Self-supervised local learning rules learn the hidden hierarchical structure of high-dimensional data
For computational neuroscience and biologically plausible deep learning, this work identifies which local learning rules can match backpropagation's performance on hierarchical tasks, revealing a key limitation of direct feedback approaches.
The study investigates biologically plausible local learning rules on the Random Hierarchy Model (RHM) and finds that direct feedback-based rules fail due to input-specific nonlinearities, while layerwise self-supervised contrastive/non-contrastive rules successfully learn hierarchical structure with data efficiency matching supervised backpropagation.
The brain learns abstract representations of high-dimensional sensory input, but the plasticity rules that enable such learning are unknown.

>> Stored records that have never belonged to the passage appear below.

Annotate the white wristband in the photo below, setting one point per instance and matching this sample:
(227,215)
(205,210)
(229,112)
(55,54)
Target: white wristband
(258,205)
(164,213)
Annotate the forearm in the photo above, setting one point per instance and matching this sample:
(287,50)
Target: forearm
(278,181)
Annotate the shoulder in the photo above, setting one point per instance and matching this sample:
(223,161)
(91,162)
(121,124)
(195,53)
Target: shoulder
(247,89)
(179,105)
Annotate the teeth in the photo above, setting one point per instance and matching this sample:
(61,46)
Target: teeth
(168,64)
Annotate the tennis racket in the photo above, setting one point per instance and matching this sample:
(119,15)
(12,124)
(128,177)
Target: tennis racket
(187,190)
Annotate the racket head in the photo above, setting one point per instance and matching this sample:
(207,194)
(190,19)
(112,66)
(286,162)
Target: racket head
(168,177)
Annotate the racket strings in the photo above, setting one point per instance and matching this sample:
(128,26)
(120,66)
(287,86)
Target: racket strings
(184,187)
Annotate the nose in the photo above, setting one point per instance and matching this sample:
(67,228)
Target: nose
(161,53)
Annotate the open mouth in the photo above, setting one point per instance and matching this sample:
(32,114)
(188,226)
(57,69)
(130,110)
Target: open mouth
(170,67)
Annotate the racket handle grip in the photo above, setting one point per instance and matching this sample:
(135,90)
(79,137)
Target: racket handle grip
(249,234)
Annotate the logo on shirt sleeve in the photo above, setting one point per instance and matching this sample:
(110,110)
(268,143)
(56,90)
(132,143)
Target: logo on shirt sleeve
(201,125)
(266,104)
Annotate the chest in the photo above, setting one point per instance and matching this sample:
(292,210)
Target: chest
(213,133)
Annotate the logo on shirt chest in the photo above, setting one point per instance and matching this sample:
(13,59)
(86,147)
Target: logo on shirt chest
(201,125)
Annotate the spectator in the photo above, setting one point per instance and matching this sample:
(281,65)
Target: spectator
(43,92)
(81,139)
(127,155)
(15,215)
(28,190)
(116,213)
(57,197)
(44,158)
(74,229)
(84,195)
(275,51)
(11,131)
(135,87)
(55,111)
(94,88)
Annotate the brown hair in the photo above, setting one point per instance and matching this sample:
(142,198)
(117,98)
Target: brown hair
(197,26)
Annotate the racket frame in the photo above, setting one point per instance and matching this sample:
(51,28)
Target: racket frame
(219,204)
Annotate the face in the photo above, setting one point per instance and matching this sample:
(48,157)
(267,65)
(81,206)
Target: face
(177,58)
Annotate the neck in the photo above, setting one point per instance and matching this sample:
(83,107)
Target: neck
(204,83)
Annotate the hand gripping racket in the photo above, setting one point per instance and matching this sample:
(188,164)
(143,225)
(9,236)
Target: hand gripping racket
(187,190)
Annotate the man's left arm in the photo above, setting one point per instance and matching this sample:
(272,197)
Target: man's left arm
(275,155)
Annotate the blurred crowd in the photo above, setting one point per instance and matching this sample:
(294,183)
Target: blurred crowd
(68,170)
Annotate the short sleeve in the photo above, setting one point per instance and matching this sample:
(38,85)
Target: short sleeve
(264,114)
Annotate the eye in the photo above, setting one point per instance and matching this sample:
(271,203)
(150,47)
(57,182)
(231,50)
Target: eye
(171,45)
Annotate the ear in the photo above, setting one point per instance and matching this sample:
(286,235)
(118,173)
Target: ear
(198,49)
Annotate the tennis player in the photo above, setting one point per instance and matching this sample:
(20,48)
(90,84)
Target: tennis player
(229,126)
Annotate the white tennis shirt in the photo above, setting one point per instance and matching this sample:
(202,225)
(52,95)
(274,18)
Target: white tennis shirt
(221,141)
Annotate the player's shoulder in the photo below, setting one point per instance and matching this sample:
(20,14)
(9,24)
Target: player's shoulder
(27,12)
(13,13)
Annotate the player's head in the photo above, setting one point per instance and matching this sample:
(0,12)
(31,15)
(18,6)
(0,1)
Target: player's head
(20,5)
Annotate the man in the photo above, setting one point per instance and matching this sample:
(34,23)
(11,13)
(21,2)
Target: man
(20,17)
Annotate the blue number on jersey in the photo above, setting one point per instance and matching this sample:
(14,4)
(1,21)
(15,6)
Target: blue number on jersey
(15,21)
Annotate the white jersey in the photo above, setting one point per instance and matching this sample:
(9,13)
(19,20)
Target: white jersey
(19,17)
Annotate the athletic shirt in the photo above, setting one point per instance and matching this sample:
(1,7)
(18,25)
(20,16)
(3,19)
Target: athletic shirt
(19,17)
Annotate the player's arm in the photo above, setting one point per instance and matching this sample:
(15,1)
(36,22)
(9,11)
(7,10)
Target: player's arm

We study biologically plausible algorithms on the Random Hierarchy Model (RHM), an artificial dataset designed to investigate how deep neural networks learn the intrinsic hierarchical structure of high-dimensional data. We focus on two types of local learning rules that avoid both a long convergence time and the use of a symmetric error network. The first type uses direct feedback signals to approximate error propagation from the output layer. The second type uses layerwise self-supervised contrastive or non-contrastive loss functions that do not explicitly approximate errors at the output layer. We show that all rules of the first type fail to solve the tasks of the RHM and trace this failure back to input-specific nonlinearities (`masking') that are implemented in full backpropagation and are essential for learning complex tasks. However, algorithms of the second type are able to learn the hierarchical hidden structure of the RHM tasks and are as data-efficient as supervised backpropagation training, while being compatible with known rules of synaptic plasticity in cortex.